I guess bookmark the date and let's wait and see if some science can pop out of it.
"After 7 years, a spent Falcon 9 rocket stage is on course to hit the Moon"
Deference has nothing to do with it, The Guardian's title is just optimized for clickbait. An out of control rocket on a collision course with the moon paints a vaguely described but exciting picture about a disastrous scenario where there is none and we should avoid sharing such headlines when better ones exist, especially if the original it links to didn't have that issue.
If the original source is easily available online, and in English, then I would much rather read THAT, than read a second hand report based on it.
Lol.
Eric Berger is one of the most notable space and launch journalists, if not the one. Whoever is covering space news should at least be aware of that, leave alone not referring to him as a “meteorologist.” Meaning that the Guardian article was drafted by someone who is not exactly well-versed in the domain area.
So, yeah, Ars version would certainly be a better choice here as the source.
He is a meteorologist:
The fact that Guardian’s person referred to him as one just shows that they lifted the whole thing off Ars, including the most irrelevant bit of Eric’s bio.

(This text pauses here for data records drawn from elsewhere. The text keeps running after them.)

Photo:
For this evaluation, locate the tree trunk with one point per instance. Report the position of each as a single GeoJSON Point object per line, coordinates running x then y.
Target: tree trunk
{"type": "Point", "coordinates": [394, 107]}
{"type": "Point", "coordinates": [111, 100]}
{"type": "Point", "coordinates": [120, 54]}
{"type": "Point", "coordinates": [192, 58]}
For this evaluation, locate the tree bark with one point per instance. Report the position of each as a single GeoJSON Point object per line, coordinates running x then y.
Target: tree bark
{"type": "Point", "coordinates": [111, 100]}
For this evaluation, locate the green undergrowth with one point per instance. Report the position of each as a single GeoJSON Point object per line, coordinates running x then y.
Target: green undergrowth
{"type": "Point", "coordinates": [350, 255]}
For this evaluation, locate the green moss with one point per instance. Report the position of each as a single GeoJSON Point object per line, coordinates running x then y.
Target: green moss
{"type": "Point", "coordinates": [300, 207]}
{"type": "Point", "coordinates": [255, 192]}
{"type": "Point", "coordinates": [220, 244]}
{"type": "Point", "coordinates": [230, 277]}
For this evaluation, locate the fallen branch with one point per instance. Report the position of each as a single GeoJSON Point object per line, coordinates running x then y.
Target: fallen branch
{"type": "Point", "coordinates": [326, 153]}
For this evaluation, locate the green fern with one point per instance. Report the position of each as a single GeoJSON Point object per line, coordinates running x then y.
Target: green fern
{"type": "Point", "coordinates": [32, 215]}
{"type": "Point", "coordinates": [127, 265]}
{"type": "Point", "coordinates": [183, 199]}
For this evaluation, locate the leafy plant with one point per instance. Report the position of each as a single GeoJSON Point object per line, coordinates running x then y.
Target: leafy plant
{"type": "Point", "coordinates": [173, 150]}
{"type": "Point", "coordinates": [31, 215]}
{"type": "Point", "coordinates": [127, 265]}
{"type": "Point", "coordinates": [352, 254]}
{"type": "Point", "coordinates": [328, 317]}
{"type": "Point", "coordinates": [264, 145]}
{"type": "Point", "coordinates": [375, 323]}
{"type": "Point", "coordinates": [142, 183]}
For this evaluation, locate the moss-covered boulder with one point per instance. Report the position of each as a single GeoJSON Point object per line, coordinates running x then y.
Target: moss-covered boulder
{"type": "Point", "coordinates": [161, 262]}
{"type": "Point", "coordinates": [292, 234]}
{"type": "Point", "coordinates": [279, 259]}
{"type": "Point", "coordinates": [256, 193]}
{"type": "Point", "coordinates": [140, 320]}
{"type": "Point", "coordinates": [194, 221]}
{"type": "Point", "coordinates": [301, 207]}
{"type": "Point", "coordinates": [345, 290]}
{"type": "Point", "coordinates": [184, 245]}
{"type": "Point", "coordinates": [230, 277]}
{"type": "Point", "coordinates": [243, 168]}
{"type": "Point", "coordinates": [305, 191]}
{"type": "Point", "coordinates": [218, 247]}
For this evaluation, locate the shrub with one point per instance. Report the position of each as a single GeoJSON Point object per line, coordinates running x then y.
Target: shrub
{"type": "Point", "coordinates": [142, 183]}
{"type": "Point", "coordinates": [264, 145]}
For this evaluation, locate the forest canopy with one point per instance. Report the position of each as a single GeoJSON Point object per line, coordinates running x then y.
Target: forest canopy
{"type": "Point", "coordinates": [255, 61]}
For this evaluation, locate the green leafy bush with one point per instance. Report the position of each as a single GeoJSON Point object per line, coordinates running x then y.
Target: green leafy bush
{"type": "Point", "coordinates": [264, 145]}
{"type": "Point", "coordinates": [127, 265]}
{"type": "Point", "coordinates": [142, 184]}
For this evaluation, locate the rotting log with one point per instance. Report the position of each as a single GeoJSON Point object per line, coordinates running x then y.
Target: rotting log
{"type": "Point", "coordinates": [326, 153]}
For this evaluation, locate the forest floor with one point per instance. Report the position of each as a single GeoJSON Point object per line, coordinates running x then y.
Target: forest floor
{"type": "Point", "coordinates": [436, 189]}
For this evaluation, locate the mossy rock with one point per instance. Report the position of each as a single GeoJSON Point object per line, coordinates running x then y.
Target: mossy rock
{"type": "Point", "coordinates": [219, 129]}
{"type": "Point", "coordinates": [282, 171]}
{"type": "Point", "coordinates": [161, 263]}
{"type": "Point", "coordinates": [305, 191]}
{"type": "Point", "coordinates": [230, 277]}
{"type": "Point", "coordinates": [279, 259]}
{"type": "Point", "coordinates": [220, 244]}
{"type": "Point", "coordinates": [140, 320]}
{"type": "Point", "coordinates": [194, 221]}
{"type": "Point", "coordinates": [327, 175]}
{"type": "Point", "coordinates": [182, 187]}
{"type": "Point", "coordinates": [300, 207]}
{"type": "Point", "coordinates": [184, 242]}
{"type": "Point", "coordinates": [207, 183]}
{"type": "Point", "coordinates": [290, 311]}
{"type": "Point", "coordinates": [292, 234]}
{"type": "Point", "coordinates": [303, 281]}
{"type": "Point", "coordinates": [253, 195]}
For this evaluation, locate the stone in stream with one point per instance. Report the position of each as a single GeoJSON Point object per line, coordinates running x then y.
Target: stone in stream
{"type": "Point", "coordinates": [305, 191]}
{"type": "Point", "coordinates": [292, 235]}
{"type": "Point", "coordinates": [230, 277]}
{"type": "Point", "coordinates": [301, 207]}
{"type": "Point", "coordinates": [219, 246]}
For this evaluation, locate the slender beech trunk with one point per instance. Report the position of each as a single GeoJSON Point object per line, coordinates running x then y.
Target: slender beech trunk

That's par for the course in basically all reporting on anything scientific
I don’t know how far up the disaster scale this goes, but I would consider the Moon tantamount to a natural preserve on Earth and a crash landing there to be a serious accident.
As for the Moon, it'll be fine and we regularly crash spent spacecraft into it. Remember it has nearly the surface area of Asia and is constantly bombarded by (much larger) space rocks for the same reason this spent stage was pulled in, we'd be strained to notice the results of the impact even if given the exact coordinates beforehand and it'd look no more special than the rest of the moon. If our human presence/activities on the Moon has been your concern while an interesting it's still not what The Guardian is talking about anyways and not a defense of their use of the clickbait title.
It's likely that this will be the first time a piece of space hardware unintentionally strikes the Moon. Typically, during interplanetary missions, a rocket's upper stage is sent into a heliocentric orbit, keeping it away from the Earth and its Moon.
For launches of spacecraft intended to orbit the Earth, the best practice is to reserve enough fuel in a rocket's upper stage to return it to Earth's atmosphere, where it will burn up. This is what SpaceX and most Western rocket companies customarily do to help control debris in low Earth orbit. The Moon, of course, has no atmosphere for the stage to burn up in.
[1]: https://arstechnica.com/science/2022/01/an-old-falcon-9-rock...
(The “minimize human disturbance of Moon” bit was indeed my personal thought and not really from either article. To me it’s akin to crashing and abandoning a vehicle in a national park: the park will survive just fine but it’s something we should try to avoid if possible.)